Neste caso, o TJPE reconheceu que o desenvolvimento intelectual e emocional da criança deve prevalecer sobre a regra etária, garantindo-lhe o direito à matrícula conforme sua aptidão. No presente caso, não é tratada outra hipótese, senão a de que o Relatório Socioemocional deve prevalecer sobre a regra etária, pois adentra às especificidades do desenvolvimento de cada menor. 

A existência de documento técnico que ateste que a criança, ainda que aniversarie fora do lapso temporal legal, está no período de prontidão para cursar série especificada é fundamento para aplicação do distinguishing no caso concreto.

Não se trata de pôr em xeque a constitucionalidade da norma legal que trata do critério etário. Em verdade, reforça-se a legalidade deste dispositivo, contudo, conferindo-lhe uma interpretação à luz do melhor interesse do menor, que, para ser respeitado, deverá considerar o relatório socioemocional no momento da matrícula escolar.

Na mesma linha argumentativa, o TJDF já mitigou o critério etário que limita a criança que completa seis anos alguns dias após a data de 31 de março, pelo princípio da razoabilidade, senão vejamos: 

CRITÉRIO ETÁRIO PARA ACESSO À EDUCAÇÃO INFANTIL – PRINCÍPIO DA RAZOABILIDADE

O indeferimento de matrícula de criança prestes a completar a idade mínima exigida por lei para o ingresso em pré-escola fere o direito de amplo acesso à educação. (Acórdão n. 1011427, 20160110120645APO, Relator Des. MARIO-ZAM BELMIRO, 8ª Turma Cível, Data de Julgamento: 30/3/2017, Publicado no DJe: 26/4/2017 – grifos nossos).

Considere-se que a criança de fato terá 6 anos no semestre que adentrará no ensino fundamental, mas tudo dependerá de seu próprio rendimento escolar durante o Ensino Infantil.

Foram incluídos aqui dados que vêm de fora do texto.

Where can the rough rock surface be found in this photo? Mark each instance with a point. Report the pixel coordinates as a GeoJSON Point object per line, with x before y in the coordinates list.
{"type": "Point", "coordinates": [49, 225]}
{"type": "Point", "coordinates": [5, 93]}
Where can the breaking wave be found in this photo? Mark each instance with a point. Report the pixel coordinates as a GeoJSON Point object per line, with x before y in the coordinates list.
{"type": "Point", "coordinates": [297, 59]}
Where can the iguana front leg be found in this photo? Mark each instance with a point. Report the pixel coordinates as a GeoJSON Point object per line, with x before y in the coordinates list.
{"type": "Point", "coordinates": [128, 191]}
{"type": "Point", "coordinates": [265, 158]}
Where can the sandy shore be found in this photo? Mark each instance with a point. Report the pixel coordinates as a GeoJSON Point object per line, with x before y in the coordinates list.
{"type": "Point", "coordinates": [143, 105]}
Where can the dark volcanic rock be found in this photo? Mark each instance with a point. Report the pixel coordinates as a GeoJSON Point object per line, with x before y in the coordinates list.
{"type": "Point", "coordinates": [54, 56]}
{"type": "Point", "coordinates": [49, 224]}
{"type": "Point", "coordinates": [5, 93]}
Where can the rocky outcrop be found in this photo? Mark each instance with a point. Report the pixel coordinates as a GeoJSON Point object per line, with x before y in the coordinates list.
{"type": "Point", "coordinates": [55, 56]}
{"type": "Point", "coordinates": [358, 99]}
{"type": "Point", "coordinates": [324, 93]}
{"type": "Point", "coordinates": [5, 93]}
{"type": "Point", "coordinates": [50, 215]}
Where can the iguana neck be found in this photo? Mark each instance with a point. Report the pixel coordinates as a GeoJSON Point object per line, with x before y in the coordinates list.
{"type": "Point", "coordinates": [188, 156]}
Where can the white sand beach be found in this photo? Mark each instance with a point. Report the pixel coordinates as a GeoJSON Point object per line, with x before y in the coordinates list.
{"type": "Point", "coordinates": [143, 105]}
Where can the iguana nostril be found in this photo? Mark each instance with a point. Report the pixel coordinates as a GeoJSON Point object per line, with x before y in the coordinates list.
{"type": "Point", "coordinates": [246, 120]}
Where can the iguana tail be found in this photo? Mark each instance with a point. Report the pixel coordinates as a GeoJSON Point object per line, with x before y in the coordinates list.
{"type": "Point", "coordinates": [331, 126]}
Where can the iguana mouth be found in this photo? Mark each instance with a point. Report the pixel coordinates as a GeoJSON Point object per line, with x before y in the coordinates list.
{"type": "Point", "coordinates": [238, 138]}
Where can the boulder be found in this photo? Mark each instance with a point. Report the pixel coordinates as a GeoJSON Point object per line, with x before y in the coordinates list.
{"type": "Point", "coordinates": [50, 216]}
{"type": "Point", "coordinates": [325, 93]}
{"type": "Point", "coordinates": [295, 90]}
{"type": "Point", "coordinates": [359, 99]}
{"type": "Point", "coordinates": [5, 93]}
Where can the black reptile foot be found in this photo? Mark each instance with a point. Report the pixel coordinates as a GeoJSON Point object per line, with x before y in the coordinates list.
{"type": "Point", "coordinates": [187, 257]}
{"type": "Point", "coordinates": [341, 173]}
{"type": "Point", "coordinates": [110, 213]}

Vale ainda ressaltar legislações aplicáveis ao caso: 1. A Lei de Diretrizes e Bases da Educação Nacional (Lei nº 9.394/1996) estabelece que a educação infantil deve respeitar o desenvolvimento integral das crianças, garantindo-lhes acesso ao ensino conforme sua capacidade e maturidade. 2. O Estatuto da Criança e do Adolescente (ECA), em seu artigo 53, reforça essa diretriz ao prever que "a criança e o adolescente têm direito à educação, visando ao pleno desenvolvimento de sua pessoa, preparo para o exercício da cidadania e qualificação para o trabalho". 3. Já a Constituição Federal, no artigo 208, V, assegura que o acesso a níveis mais elevados de ensino deve ocorrer "segundo a capacidade de cada um", além do 227, o que fundamenta a possibilidade de flexibilização do critério etário quando há comprovação de maturidade da criança.

Assim, apesar da legislação impor que para ingresso no Ensino Fundamental a criança tenha que ter completado 6 anos de idade até 31 de março do ano da respectiva matrícula, a prova pericial que ateste que ela tenha maturidade e prontidão para tal permite a aplicação do distinguishing no caso concreto e a inclusão da criança naquela série, dada a interpretação sistêmica dos dispositivos à luz das normas fundamentais principiológicas de inclusão e amplo acesso à justiça.